Directly opposite the bed, a dented soot-stained pot is boiling on a stove, with soft plumes of steam rising from its jumping lid. A sharp hunger comes alive inside me, though my body is too weak to move. No one seems to be around; everything is still. Outside, a songbird is trilling. I open my mouth but no sound comes out; my tongue is thick and my throat feels scraped raw.

I turn my head and see a ceramic bowl holding some kind of dark liquid, on a wooden stool beside the bed. I inch towards it. I try lifting my hands, but they are so sapped of strength that they barely move. I lean over the edge of the bowl and sip—and almost immediately my gag reflex kicks in, and I vomit up the little that was left in my stomach, leaving behind a rancid aftertaste. I spit onto the floor, strings of yellowish saliva sticking to my chin.

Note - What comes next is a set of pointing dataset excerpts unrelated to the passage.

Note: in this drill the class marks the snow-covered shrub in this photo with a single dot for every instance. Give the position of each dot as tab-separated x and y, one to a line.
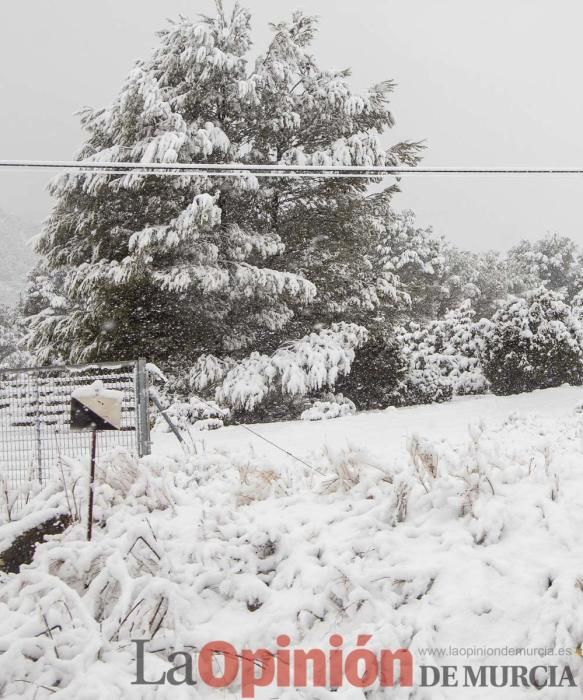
331	406
533	343
195	413
443	357
297	368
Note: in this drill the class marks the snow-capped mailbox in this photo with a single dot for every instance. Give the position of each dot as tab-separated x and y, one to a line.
96	408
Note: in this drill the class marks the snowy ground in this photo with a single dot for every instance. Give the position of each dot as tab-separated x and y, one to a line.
385	432
414	529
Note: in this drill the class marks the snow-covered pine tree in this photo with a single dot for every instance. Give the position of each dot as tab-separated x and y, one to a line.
481	277
175	268
533	343
415	255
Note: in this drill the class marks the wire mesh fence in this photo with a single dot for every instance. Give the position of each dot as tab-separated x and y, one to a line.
35	414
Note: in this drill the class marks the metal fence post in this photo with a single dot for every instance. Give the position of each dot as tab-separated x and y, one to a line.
39	456
142	408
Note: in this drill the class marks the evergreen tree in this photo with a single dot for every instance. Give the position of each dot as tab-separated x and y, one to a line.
554	261
174	268
533	343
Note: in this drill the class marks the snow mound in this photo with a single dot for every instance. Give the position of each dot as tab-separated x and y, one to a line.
474	543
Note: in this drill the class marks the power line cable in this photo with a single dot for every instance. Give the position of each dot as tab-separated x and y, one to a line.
274	170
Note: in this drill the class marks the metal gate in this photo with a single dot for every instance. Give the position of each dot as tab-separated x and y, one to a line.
35	413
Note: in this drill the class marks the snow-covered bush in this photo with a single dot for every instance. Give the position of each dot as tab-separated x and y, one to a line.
195	413
331	406
443	357
295	369
533	343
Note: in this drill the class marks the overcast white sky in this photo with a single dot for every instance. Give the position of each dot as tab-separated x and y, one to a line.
485	83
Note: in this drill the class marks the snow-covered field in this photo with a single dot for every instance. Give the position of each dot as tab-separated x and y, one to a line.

I start to cough, which causes me to double up in a knife-sharp convulsion of pain. Once it subsides, I lean back and sink deeper into the folds of the rag blanket, and close my eyes, exhausted.

I hear something, the scuffle of someone stepping into the room, and crack my eyelids open to see a figure in silhouette. It approaches the bed and presses a hand to my forehead. Then the hand moves to the back of my head, raising it up. My lips meet the rim of the ceramic bowl. The bitterness of the brew once again causes me to gag, but before I can retch, the foul fluid is poured down my throat, forcing me to swallow it all. Then my head is laid back down, and I fall instantly into a sleep as deep as death.

Dipping in and out of wakefulness, I lose track of the reality around me; the only thing that makes any sense is the recent memory that keeps looping through my mind.

I was lying on the beach after a long tussle with the sea. I could feel the gritty texture of wet sand on my face; my lips were crusted with salt, and a residual metallic taste lingered in my mouth. My stomach churned, and I began to tremble violently, as though I were still trapped in the sea’s undercurrents, being whipped and tossed about, drowning. I forced myself to calm down, then opened my eyes again and surveyed the beach. The harsh sunlight had bleached everything of colour. I had no clue where I was; the long expanse of beach seemed to stretch without end in both directions. Apart from the rhythmic sound of the lapping waves, it was utterly silent.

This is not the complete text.